Remember. The original car weighed around 2000 pounds. A Vee, including the driver, is about half that. As a result we usually remove the lower set of springs and install a stiff steel bar in the lower tube instead of the springs. This functions as a sway bar and allows for the removal of the exterior sway bar that comes on the stock axle. I had already done that.
One of the problems is that for handling reasons we like to have negative camber on the front wheels. The normal condition for VW is positive camber. The way this is adjusted is by rearranging the shims on the link pins. This is a laborious process and not entered into lightly. The down side is that this sometimes caused the front end to bind up and not move properly.
One solution to this is use aftermarket offset bushings in the front end. I had ordered a set and had been keeping them in the freezer as recommended. (That makes it easier to press the into place.
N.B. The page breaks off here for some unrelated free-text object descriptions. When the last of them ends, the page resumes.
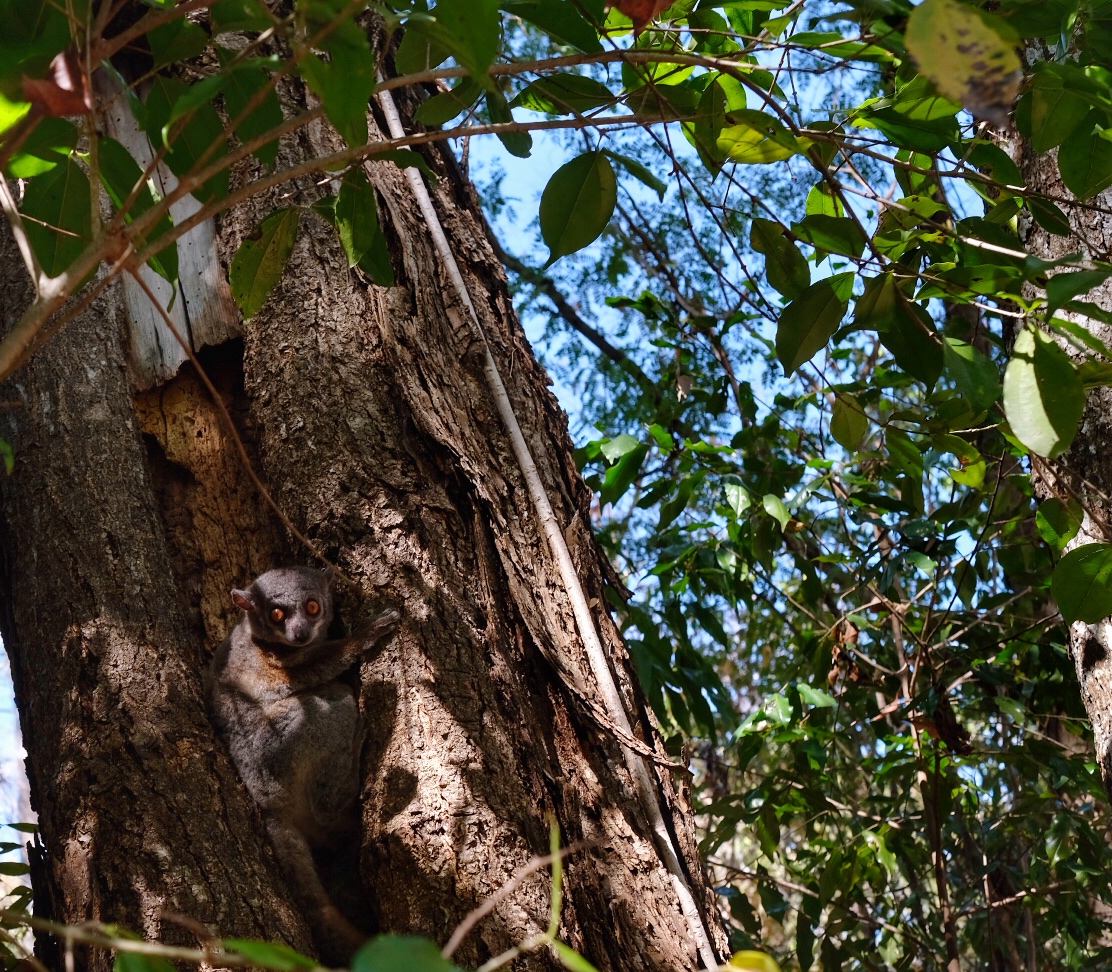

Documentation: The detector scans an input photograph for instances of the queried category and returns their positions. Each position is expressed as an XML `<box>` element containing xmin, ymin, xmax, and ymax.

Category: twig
<box><xmin>442</xmin><ymin>842</ymin><xmax>595</xmax><ymax>958</ymax></box>
<box><xmin>0</xmin><ymin>911</ymin><xmax>319</xmax><ymax>970</ymax></box>
<box><xmin>0</xmin><ymin>177</ymin><xmax>43</xmax><ymax>296</ymax></box>
<box><xmin>0</xmin><ymin>923</ymin><xmax>50</xmax><ymax>972</ymax></box>
<box><xmin>491</xmin><ymin>242</ymin><xmax>660</xmax><ymax>402</ymax></box>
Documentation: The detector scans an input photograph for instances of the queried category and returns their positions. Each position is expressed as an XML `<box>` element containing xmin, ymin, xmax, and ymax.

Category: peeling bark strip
<box><xmin>96</xmin><ymin>71</ymin><xmax>239</xmax><ymax>390</ymax></box>
<box><xmin>0</xmin><ymin>70</ymin><xmax>725</xmax><ymax>972</ymax></box>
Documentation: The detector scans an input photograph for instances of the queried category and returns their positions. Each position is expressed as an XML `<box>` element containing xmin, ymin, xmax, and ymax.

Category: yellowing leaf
<box><xmin>717</xmin><ymin>109</ymin><xmax>803</xmax><ymax>164</ymax></box>
<box><xmin>905</xmin><ymin>0</ymin><xmax>1020</xmax><ymax>123</ymax></box>
<box><xmin>1002</xmin><ymin>327</ymin><xmax>1084</xmax><ymax>458</ymax></box>
<box><xmin>730</xmin><ymin>951</ymin><xmax>783</xmax><ymax>972</ymax></box>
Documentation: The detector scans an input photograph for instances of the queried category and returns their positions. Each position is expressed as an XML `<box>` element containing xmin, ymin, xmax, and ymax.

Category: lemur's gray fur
<box><xmin>206</xmin><ymin>566</ymin><xmax>400</xmax><ymax>962</ymax></box>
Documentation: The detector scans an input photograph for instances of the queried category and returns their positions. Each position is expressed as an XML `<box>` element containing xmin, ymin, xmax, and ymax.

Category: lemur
<box><xmin>206</xmin><ymin>566</ymin><xmax>400</xmax><ymax>963</ymax></box>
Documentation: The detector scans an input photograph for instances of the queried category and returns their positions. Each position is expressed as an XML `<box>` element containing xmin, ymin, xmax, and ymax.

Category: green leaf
<box><xmin>394</xmin><ymin>27</ymin><xmax>450</xmax><ymax>74</ymax></box>
<box><xmin>648</xmin><ymin>423</ymin><xmax>673</xmax><ymax>452</ymax></box>
<box><xmin>1052</xmin><ymin>543</ymin><xmax>1112</xmax><ymax>624</ymax></box>
<box><xmin>20</xmin><ymin>157</ymin><xmax>92</xmax><ymax>279</ymax></box>
<box><xmin>1058</xmin><ymin>119</ymin><xmax>1112</xmax><ymax>201</ymax></box>
<box><xmin>791</xmin><ymin>214</ymin><xmax>867</xmax><ymax>259</ymax></box>
<box><xmin>163</xmin><ymin>74</ymin><xmax>228</xmax><ymax>132</ymax></box>
<box><xmin>0</xmin><ymin>862</ymin><xmax>28</xmax><ymax>875</ymax></box>
<box><xmin>357</xmin><ymin>223</ymin><xmax>395</xmax><ymax>286</ymax></box>
<box><xmin>499</xmin><ymin>0</ymin><xmax>602</xmax><ymax>53</ymax></box>
<box><xmin>299</xmin><ymin>42</ymin><xmax>375</xmax><ymax>149</ymax></box>
<box><xmin>6</xmin><ymin>116</ymin><xmax>75</xmax><ymax>177</ymax></box>
<box><xmin>223</xmin><ymin>941</ymin><xmax>317</xmax><ymax>971</ymax></box>
<box><xmin>424</xmin><ymin>0</ymin><xmax>501</xmax><ymax>78</ymax></box>
<box><xmin>717</xmin><ymin>109</ymin><xmax>801</xmax><ymax>164</ymax></box>
<box><xmin>797</xmin><ymin>683</ymin><xmax>836</xmax><ymax>709</ymax></box>
<box><xmin>487</xmin><ymin>86</ymin><xmax>532</xmax><ymax>158</ymax></box>
<box><xmin>762</xmin><ymin>494</ymin><xmax>790</xmax><ymax>531</ymax></box>
<box><xmin>658</xmin><ymin>475</ymin><xmax>695</xmax><ymax>531</ymax></box>
<box><xmin>539</xmin><ymin>151</ymin><xmax>616</xmax><ymax>264</ymax></box>
<box><xmin>881</xmin><ymin>304</ymin><xmax>943</xmax><ymax>388</ymax></box>
<box><xmin>942</xmin><ymin>338</ymin><xmax>1001</xmax><ymax>415</ymax></box>
<box><xmin>552</xmin><ymin>941</ymin><xmax>601</xmax><ymax>972</ymax></box>
<box><xmin>600</xmin><ymin>444</ymin><xmax>648</xmax><ymax>506</ymax></box>
<box><xmin>1027</xmin><ymin>195</ymin><xmax>1072</xmax><ymax>237</ymax></box>
<box><xmin>211</xmin><ymin>0</ymin><xmax>271</xmax><ymax>32</ymax></box>
<box><xmin>0</xmin><ymin>437</ymin><xmax>13</xmax><ymax>475</ymax></box>
<box><xmin>334</xmin><ymin>169</ymin><xmax>380</xmax><ymax>268</ymax></box>
<box><xmin>1037</xmin><ymin>497</ymin><xmax>1085</xmax><ymax>551</ymax></box>
<box><xmin>147</xmin><ymin>18</ymin><xmax>207</xmax><ymax>70</ymax></box>
<box><xmin>229</xmin><ymin>208</ymin><xmax>300</xmax><ymax>320</ymax></box>
<box><xmin>1002</xmin><ymin>327</ymin><xmax>1085</xmax><ymax>458</ymax></box>
<box><xmin>905</xmin><ymin>0</ymin><xmax>1020</xmax><ymax>118</ymax></box>
<box><xmin>97</xmin><ymin>136</ymin><xmax>178</xmax><ymax>284</ymax></box>
<box><xmin>0</xmin><ymin>92</ymin><xmax>31</xmax><ymax>144</ymax></box>
<box><xmin>934</xmin><ymin>434</ymin><xmax>986</xmax><ymax>489</ymax></box>
<box><xmin>875</xmin><ymin>76</ymin><xmax>961</xmax><ymax>133</ymax></box>
<box><xmin>600</xmin><ymin>433</ymin><xmax>640</xmax><ymax>462</ymax></box>
<box><xmin>511</xmin><ymin>74</ymin><xmax>614</xmax><ymax>114</ymax></box>
<box><xmin>830</xmin><ymin>394</ymin><xmax>869</xmax><ymax>452</ymax></box>
<box><xmin>775</xmin><ymin>273</ymin><xmax>853</xmax><ymax>375</ymax></box>
<box><xmin>414</xmin><ymin>76</ymin><xmax>483</xmax><ymax>126</ymax></box>
<box><xmin>353</xmin><ymin>936</ymin><xmax>460</xmax><ymax>972</ymax></box>
<box><xmin>0</xmin><ymin>0</ymin><xmax>69</xmax><ymax>91</ymax></box>
<box><xmin>115</xmin><ymin>954</ymin><xmax>175</xmax><ymax>972</ymax></box>
<box><xmin>854</xmin><ymin>275</ymin><xmax>943</xmax><ymax>387</ymax></box>
<box><xmin>1022</xmin><ymin>70</ymin><xmax>1092</xmax><ymax>153</ymax></box>
<box><xmin>375</xmin><ymin>149</ymin><xmax>437</xmax><ymax>181</ymax></box>
<box><xmin>866</xmin><ymin>107</ymin><xmax>960</xmax><ymax>153</ymax></box>
<box><xmin>962</xmin><ymin>140</ymin><xmax>1024</xmax><ymax>189</ymax></box>
<box><xmin>1046</xmin><ymin>269</ymin><xmax>1112</xmax><ymax>318</ymax></box>
<box><xmin>603</xmin><ymin>150</ymin><xmax>666</xmax><ymax>200</ymax></box>
<box><xmin>144</xmin><ymin>76</ymin><xmax>229</xmax><ymax>203</ymax></box>
<box><xmin>724</xmin><ymin>476</ymin><xmax>751</xmax><ymax>517</ymax></box>
<box><xmin>750</xmin><ymin>218</ymin><xmax>809</xmax><ymax>299</ymax></box>
<box><xmin>756</xmin><ymin>800</ymin><xmax>779</xmax><ymax>856</ymax></box>
<box><xmin>220</xmin><ymin>55</ymin><xmax>284</xmax><ymax>168</ymax></box>
<box><xmin>805</xmin><ymin>183</ymin><xmax>843</xmax><ymax>218</ymax></box>
<box><xmin>955</xmin><ymin>558</ymin><xmax>977</xmax><ymax>606</ymax></box>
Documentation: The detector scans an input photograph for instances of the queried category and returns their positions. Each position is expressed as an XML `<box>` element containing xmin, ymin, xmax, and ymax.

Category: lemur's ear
<box><xmin>232</xmin><ymin>588</ymin><xmax>257</xmax><ymax>613</ymax></box>
<box><xmin>319</xmin><ymin>566</ymin><xmax>336</xmax><ymax>582</ymax></box>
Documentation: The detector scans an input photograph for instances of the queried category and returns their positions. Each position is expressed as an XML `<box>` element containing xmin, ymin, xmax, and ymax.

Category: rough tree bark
<box><xmin>1018</xmin><ymin>144</ymin><xmax>1112</xmax><ymax>800</ymax></box>
<box><xmin>0</xmin><ymin>46</ymin><xmax>727</xmax><ymax>972</ymax></box>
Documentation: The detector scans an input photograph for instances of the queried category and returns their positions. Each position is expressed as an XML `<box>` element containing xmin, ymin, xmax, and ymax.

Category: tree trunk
<box><xmin>0</xmin><ymin>73</ymin><xmax>727</xmax><ymax>972</ymax></box>
<box><xmin>1017</xmin><ymin>147</ymin><xmax>1112</xmax><ymax>800</ymax></box>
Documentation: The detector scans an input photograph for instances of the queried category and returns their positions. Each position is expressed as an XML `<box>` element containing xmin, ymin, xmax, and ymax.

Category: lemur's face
<box><xmin>232</xmin><ymin>567</ymin><xmax>334</xmax><ymax>647</ymax></box>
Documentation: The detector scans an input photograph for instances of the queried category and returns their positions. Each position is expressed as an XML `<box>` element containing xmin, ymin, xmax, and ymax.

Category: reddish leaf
<box><xmin>22</xmin><ymin>47</ymin><xmax>92</xmax><ymax>117</ymax></box>
<box><xmin>611</xmin><ymin>0</ymin><xmax>673</xmax><ymax>31</ymax></box>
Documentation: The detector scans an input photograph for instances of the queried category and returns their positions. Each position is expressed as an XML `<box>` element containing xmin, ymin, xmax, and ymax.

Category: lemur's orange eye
<box><xmin>305</xmin><ymin>600</ymin><xmax>321</xmax><ymax>617</ymax></box>
<box><xmin>270</xmin><ymin>607</ymin><xmax>286</xmax><ymax>623</ymax></box>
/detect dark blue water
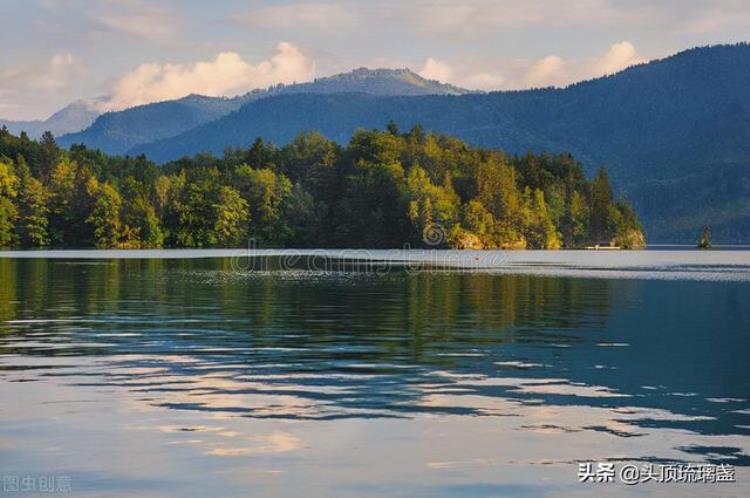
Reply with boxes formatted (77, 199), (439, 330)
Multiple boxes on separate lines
(0, 255), (748, 497)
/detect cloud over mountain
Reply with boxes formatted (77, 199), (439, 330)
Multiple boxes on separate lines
(102, 43), (315, 111)
(420, 41), (646, 90)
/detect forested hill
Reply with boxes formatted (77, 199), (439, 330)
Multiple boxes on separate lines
(57, 68), (470, 155)
(0, 127), (643, 250)
(130, 44), (750, 243)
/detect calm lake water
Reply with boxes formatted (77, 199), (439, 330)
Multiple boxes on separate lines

Again not a task entered into lightly). In order to do that we had to remove first, the Link Pins and then King pin carrier. Once the carrier was free then we could knock out the old bushings. Gary took this one over and tapped out the old bushings and wedged the new ones in place.
While we had the kin pin carrier off we took a look at the action of the trailing arms.
When working properly, the trail arms should move very freely and with as little resistance as possible. The only action should be from the springs in the upper tube and the sway bar in the lower. Not so in our case. The trailing arms themselves were binding.
We removed the upper springs and the sway bar and tried again. The trailing arms were still binding. We pulled the trailing arms out to check the needle bearing and got a nasty shock. There were no needle bearings. This beam was so old that it still had the original Micarta bushings and no bearings at all. No wonder it was binding. Those suckers were worn out.
The solution Gary suggested was the use of a set of urethane replacement sleeves. These replace both the inner bushing, the outer bearing and the grease seal. They had to be special ordered for the old Micarta type beam so we were at a stand still.
It is the knowledge of this kind of thing that makes Gary such a wonder. I didn’t even know that was such a thing as a Micarta bushing, much less what to replace it with or where to find it.
It was Miller Time anyway so we knocked off. Gary was going to be out of town for a couple of weeks, and we had to wait for the sleeves to arrive, so we just left the car scattered all over his shop floor and shut it down for the time being.
I didn’t even take the trailer home.